Search code examples
phpurlpreg-match

How to check the URL's structure using PHP preg_match?


All my site's URLs have the following structure:

https://www.example.com/section/item

where section is a word and item is a number.

So, possible URLs are:

https://www.example.com

https://www.example.com/section

https://www.example.com/section/item

By .htaccess, all requests go to index.php (route).

I want to show a 404 error message if user types:

https://www.example.com/section/item/somethingelse

In order to check the URL's structure, how can I change the pattern properly in the following function?

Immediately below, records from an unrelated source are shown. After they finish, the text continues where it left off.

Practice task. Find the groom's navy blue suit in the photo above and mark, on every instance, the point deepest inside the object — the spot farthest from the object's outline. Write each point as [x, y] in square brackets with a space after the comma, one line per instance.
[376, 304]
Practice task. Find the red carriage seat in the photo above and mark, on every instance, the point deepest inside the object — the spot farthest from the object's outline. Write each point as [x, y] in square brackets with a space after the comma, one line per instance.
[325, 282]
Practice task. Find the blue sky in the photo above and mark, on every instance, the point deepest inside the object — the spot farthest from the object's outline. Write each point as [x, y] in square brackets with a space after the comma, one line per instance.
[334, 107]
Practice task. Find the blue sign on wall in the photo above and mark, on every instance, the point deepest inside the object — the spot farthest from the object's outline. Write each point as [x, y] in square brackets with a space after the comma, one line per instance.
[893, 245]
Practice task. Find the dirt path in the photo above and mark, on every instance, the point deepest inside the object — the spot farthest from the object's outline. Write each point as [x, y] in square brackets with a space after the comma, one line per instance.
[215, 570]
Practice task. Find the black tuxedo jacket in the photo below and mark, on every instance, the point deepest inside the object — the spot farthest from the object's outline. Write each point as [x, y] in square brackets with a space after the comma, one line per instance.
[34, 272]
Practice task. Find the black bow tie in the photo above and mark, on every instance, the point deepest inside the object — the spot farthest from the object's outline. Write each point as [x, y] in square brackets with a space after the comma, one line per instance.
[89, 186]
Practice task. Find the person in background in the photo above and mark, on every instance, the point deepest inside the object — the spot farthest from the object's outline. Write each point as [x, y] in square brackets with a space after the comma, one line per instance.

function isValidURL($url) {
    return preg_match('|^http(s)?://[a-z0-9-]+(.[a-z0-9-]+)*(:[0-9]+)?(/.*)?$|i', $url);
}

Thanks.


Solution

  • If section is a word (and can not contain digits), and item is a number, you could match word characters except digits using [^\W\d]+ and \d+ to match 1+ digits.

    As in the example data there are optional parts, you could replace (/.*)?$ with (?:/[^\W\d]+(?:/\d+)?)?$.

    Explanation

    • (?: Non capturing group
      • /[^\W\d]+ For section, match 1+ times a word char except a digit
      • (?:/\d+)? For item, optionally match / and 1+ digits
    • )? Close non capturing group and make it optional

    If section can be a word which can also consists of only digits, you could also use \w+

    The pattern might look like

    ^https?://[a-z0-9-]+(?:\.[a-z0-9-]+)*(?::[0-9]+)?(?:/[^\W\d]+(?:/\d+)?)?$
    

    Regex demo

    Note to escape the dot to match it literally.